I’ve been reading memoirs. Mostly books about growing up on little farms in small towns like Flushing, Michigan and Plains, Georgia, and about small kids who know how to build model boats and recognize train engines by the sound of the whistles.
By Sophie T. Bearman

I’ve been reading memoirs. Mostly books about growing up on little farms in small towns like Flushing, Michigan and Plains, Georgia, and about small kids who know how to build model boats and recognize train engines by the sound of the whistles. I want a life like that. Eventually I want my kids to have a life like that. Those books are becoming parts of a larger narrative—my own. I’m stealing some of their bits and pieces.

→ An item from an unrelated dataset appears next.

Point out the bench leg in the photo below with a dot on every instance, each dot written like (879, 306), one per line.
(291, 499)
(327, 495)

I’ve been reading other stories, too: Modern Love essays that run in the Sunday Style section of the New York Times. I’ve been reading the column since 2004, when I was too young to know much about love at all. A few months ago I read a Modern Love essay about a woman who finds love in an unexpected place. She’s visiting Michigan with her sister and meets a man who owns a café off of Lake Superior—a wooden shop on a little street, surrounded by a huge, huge sky. She turns to her sister and tells her that he’s the one. They marry within months—it’s crazy—but they do, and now they often snowmobile to work. It’s almost too much for me to handle, a story like that.

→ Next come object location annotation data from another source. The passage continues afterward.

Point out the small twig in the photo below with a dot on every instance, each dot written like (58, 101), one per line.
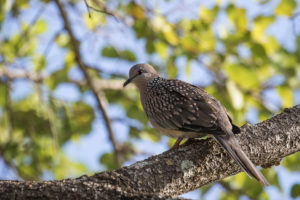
(88, 8)
(50, 43)
(88, 77)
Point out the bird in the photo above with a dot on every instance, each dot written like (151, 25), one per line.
(181, 110)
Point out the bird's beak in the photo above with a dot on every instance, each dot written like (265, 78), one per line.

See, I want that. In my case it’s Montana—it’s always been Montana. I’ve never been there, but sometimes you need to put a name to a place, even when you’re dreaming. I like big sky and big mountains, and I don’t like skiing but I like snow and I love hot chocolate.

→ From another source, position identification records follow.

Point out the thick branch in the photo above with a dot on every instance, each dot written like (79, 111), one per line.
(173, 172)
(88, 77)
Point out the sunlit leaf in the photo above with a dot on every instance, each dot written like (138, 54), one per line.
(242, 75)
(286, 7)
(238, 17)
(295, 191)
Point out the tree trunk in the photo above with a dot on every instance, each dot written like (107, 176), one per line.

I grew up in New York City on 113th street. My boyfriend Sam grew up on 112th. We went to the same high school, but only met near the end of our senior years, and though we rode the subway home together, we didn’t realize how close our buildings really were. The first few months we dated were easy. We’d kiss often in our elevators. We’d worry whether there might be cameras, but we would do it anyway. He would walk me home at dusk, and then we’d meet again in the morning, a few hours later, to walk his dogs in Riverside Park. Sometimes we’d follow the stroll with breakfast.

Sam goes to MIT now, so he’s not as close. But there are degrees of proximity; I think it’s both near and far. The distance works because Boston is our middle ground. We go there for dinner and dates, and last year we spent a week in the city house-sitting for my cousin and her cat. We went out for sushi, and after dinner we got caught in a snowstorm. Sam took off his jacket and gave it to me. His t-shirt was soaked through. We ran home and put on the kettle. The cat snuggled with us on the couch.

I told Sam recently that I wanted to move to Montana with him and bake scones in a small café, just the two of us, like in the Modern Love essay. He leaned over and kissed me. “I haven’t read that one yet. Tell me about it.”